Record the effect of the light on the membrane potential. Short pulses of light around 10 to 20 milliseconds result in a transient depolarization of the cell, while with prolonged illumination in order of hundreds of milliseconds are sustained, hyperbolization is observed until the light is switched off. Optical stimulation of cells mediated by the photoactive substrates can result in different effects on the cell membrane, depending on the duration of the light stimulus.
A fast spike, like the one shown here, is followed by a transient depolarization on the order of tens of milliseconds. For short pulses of light as the light is switched off, an opposite behavior is observed. These signals have been attributed to a variation in membrane capacitance due to local heating following light absorption.
For prolonged illumination, the initial depolarization turns into a cell hyperpolarization. This phenomenon has again a thermal origin, but in this case, it is related to a variation of the membrane equilibrium potential due to a change in the ion channel's conductivities induced by the increased temperature. It is important to note that this technique is quite flexible and can be adapted to the particular needs of a specific experiment, for instance, by changing the photoxic polymer, the fabrication process, or the illumination protocol.

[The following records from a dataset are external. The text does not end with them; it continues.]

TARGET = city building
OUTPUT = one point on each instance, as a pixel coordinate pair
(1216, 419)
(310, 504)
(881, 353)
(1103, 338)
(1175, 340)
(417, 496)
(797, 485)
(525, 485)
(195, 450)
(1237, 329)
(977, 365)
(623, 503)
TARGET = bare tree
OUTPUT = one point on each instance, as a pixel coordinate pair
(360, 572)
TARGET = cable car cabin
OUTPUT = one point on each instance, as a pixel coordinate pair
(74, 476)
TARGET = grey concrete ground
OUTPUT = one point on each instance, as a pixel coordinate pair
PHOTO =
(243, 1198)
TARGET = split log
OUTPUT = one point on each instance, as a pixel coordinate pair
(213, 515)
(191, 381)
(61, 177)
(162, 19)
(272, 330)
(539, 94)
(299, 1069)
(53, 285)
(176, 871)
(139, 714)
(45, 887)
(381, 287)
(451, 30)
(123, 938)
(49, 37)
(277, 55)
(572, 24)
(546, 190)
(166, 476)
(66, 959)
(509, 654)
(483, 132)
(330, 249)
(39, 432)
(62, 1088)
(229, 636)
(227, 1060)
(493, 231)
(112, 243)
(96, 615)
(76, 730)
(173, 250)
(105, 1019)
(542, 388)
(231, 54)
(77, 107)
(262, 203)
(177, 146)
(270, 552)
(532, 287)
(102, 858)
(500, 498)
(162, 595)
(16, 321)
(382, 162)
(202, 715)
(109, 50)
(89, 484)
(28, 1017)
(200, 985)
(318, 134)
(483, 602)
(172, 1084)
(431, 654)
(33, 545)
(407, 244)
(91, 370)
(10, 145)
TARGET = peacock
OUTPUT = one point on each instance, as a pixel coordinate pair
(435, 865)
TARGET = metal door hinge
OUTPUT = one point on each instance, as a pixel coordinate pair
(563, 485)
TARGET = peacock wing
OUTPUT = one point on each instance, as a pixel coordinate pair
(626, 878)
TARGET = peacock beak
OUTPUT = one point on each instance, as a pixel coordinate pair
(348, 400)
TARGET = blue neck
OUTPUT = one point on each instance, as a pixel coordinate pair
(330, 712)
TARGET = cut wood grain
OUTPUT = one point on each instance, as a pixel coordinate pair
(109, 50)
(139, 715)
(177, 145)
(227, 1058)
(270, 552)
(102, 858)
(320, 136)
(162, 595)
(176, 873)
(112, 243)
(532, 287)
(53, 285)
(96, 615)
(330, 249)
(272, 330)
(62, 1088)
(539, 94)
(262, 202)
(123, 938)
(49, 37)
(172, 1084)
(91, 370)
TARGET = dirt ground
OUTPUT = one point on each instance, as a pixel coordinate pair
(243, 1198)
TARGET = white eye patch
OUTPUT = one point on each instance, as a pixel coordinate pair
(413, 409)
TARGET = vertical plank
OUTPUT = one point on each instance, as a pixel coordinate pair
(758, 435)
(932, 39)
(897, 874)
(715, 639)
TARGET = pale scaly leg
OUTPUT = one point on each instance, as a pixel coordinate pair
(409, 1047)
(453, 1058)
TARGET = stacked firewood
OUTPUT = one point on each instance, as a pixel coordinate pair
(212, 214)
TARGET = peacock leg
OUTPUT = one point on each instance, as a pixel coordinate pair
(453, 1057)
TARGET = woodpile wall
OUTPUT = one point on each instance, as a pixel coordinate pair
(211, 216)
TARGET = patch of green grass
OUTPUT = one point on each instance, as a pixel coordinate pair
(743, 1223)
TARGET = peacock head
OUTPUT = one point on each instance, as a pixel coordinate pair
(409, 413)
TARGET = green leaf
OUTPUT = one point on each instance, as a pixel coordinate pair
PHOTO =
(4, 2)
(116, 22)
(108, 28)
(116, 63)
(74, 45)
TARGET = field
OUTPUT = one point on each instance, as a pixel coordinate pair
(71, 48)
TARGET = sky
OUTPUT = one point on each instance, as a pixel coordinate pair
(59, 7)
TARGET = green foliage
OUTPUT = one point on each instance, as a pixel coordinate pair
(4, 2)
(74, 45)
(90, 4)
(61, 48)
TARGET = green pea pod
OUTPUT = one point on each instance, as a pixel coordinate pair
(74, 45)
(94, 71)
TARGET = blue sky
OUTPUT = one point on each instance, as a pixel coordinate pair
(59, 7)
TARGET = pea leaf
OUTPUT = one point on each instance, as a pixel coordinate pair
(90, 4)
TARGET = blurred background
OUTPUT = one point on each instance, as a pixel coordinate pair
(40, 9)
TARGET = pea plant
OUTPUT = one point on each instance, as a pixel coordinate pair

However, before changing the protocol, one should first verify the important properties of the active polymer like its biocompatability, suitability to the sterilization process, electrochemical and temporal stability. After watching this video, you should have a good understanding of how to realize a hybrid interface between connective polymers and living cells and how to use it for optical control of cell activity. We believe that this technique also promises to become a complimentary tool in neuroscience for in vitro investigations and also to open a new perspective in vivo applications.
To refine the protocol, however, a strong and joint effort from material scientists and neuroscientists, physicists, and medical doctors is mandatory.